By Ben Sutherly The Columbus Dispatch, Ohio.
It has been credited with preventing thousands of cases of breast cancer. It has confounded medical experts on everything from diet to hormone therapy.
But the Women's Health Initiative also has cut through some of the clutter of smaller medical studies that offer contradictory conclusions about what's best for women's health.
In large part because of the federal government's initiative, "we know now that there are no shortcuts" to good health, said Dr. James Liu, chairman of the obstetrics and gynecology department at University Hospitals Case Medical Center in Cleveland.
"It has shifted the onus of medical care from disease incidence-based ... to prevention, which is probably the most cost-effective way of treatment."
The study also has narrowed a gender gap in the treatment of women, said Dr. Rebecca Jackson, associate dean for clinical research at Ohio State University's Wexner Medical Center, who has overseen some of the research.
"Health recommendations for women are now based upon the best science of how something works in women," Jackson said, not on data generated by studies of men.
More than 20 years after recruiting the first of more than 161,000 postmenopausal females -- nearly 3,800 of them in central Ohio -- the nation's largest study of older women isn't making a quiet exit from the medical scene.
The study is, and might always be, best known for its revelations that postmenopausal hormone therapy -- particularly estrogen-plus-progestin therapy -- increased the risk of heart attacks and breast cancer, particularly in women older than 60. (Such therapy, however, was found to lower the risk of fracture and menopausal symptoms.)
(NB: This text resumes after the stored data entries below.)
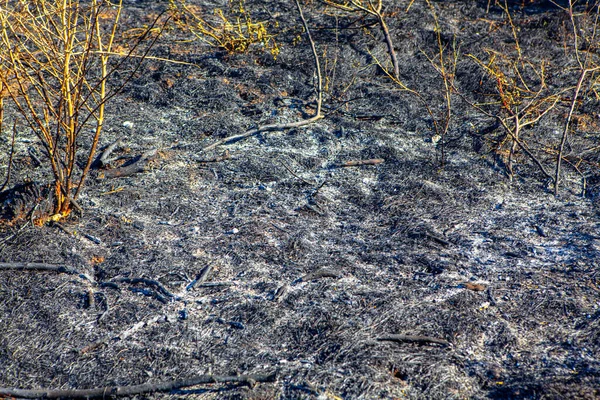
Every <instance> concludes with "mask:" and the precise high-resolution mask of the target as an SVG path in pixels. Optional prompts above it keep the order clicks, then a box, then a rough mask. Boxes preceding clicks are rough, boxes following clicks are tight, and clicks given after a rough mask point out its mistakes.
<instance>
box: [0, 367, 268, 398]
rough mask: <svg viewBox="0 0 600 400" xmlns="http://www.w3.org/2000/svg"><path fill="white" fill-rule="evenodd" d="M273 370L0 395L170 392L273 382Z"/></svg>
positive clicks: (2, 388)
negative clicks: (194, 389)
mask: <svg viewBox="0 0 600 400" xmlns="http://www.w3.org/2000/svg"><path fill="white" fill-rule="evenodd" d="M275 379H276V374H275V373H272V374H269V375H238V376H221V375H200V376H196V377H193V378H190V379H184V380H178V381H168V382H159V383H144V384H141V385H132V386H111V387H103V388H94V389H73V390H55V389H37V390H35V389H34V390H27V389H9V388H0V396H5V397H17V398H25V399H38V398H46V399H58V398H64V399H81V398H86V399H97V398H102V399H103V398H106V397H111V396H112V397H116V396H134V395H140V394H146V393H155V392H171V391H173V390H177V389H182V388H186V387H190V386H197V385H205V384H211V383H239V384H243V385H248V386H254V385H256V383H257V382H274V381H275Z"/></svg>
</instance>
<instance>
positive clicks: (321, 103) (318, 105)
mask: <svg viewBox="0 0 600 400" xmlns="http://www.w3.org/2000/svg"><path fill="white" fill-rule="evenodd" d="M294 1H295V3H296V7H297V8H298V13H299V14H300V19H301V20H302V25H303V26H304V30H305V31H306V36H307V38H308V41H309V42H310V47H311V50H312V53H313V57H314V61H315V70H316V74H317V113H316V114H315V116H314V117H311V118H308V119H305V120H302V121H296V122H290V123H287V124H270V125H263V126H259V127H258V128H254V129H250V130H249V131H246V132H244V133H242V134H239V135H233V136H229V137H226V138H223V139H220V140H217V141H216V142H215V143H213V144H211V145H209V146H206V147H205V148H204V149H203V151H208V150H211V149H214V148H215V147H217V146H220V145H222V144H228V143H232V142H237V141H239V140H242V139H245V138H248V137H251V136H254V135H257V134H259V133H262V132H273V131H282V130H286V129H293V128H300V127H302V126H306V125H310V124H312V123H313V122H316V121H318V120H320V119H322V118H323V114H322V113H321V108H322V105H323V77H322V74H321V64H320V62H319V56H318V54H317V49H316V47H315V42H314V40H313V39H312V36H311V34H310V29H309V28H308V23H307V22H306V19H305V18H304V13H303V12H302V7H301V6H300V3H299V2H298V0H294Z"/></svg>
Though the study's massive clinical trials have ended, it continues to track 93,000 women.
About 8,000 women in their 60s through late 90s were chosen as part of a study to determine what contributes to successful aging, said Dr. Jacques Rossouw, the chief of the Women's Health Initiative since its inception.
An exome-sequencing program is revealing the genetic underpinnings of various conditions, particularly cardiovascular disease.
And while much of the past focus on heart failure has been on systolic heart failure, it's common for women to suffer from diastolic heart failure, which has not been as thoroughly studied.
"We see a potential for future findings that may be important to aging," Rossouw said.
And the initiative's large number of women, including a strong minority representation, continues to make it attractive to researchers, he said.
Brigham and Women's Hospital in Boston is recruiting women through the initiative for a trial that will examine the role of nutrients in the cocoa bean and multivitamins on the heart.
It will be the first large-scale randomized trial testing multivitamins in women. The study is funded by Mars Inc.
The Women's Health Initiative isn't the only long-running women's study that has relied on local residents.
Starting in 1976, about 122,000 nurses in 11 states -- including about 13,000 in Ohio -- have filled out questionnaires every two years for the Nurses' Health Study.
The study looked at married women 30 to 55 years old and documented the long-term consequences of the use of contraceptives, which at the time were far more potent than they are today.
Most of the risks were found to be low, said Dr. Frank Speizer of the Harvard School of Public Health, who headed the study for 25 years.
The study also shed light on the effects of estrogen on breast health and its role in coronary heart disease. Questions about diet were added in the 1980s.
Liu, who served as a primary investigator for the Women's Health Initiative at the University of Cincinnati, said its research into the effects of low-fat diets was inconclusive, in part because many women didn't trim enough fat from their diet to meet the study's parameters.
"It shows that nutrition is an evolving science," Liu said.
Nancy Henry, 78, of Columbus, enrolled in the Women's Health Initiative in 1995. She took part in the hormone-replacement trial -- she took a placebo -- as well as studies on low-fat diet and bone density.
Henry said the study inspired her to embrace fitness. "I can see the difference between myself and many women who were not privy to the information I learned from the study."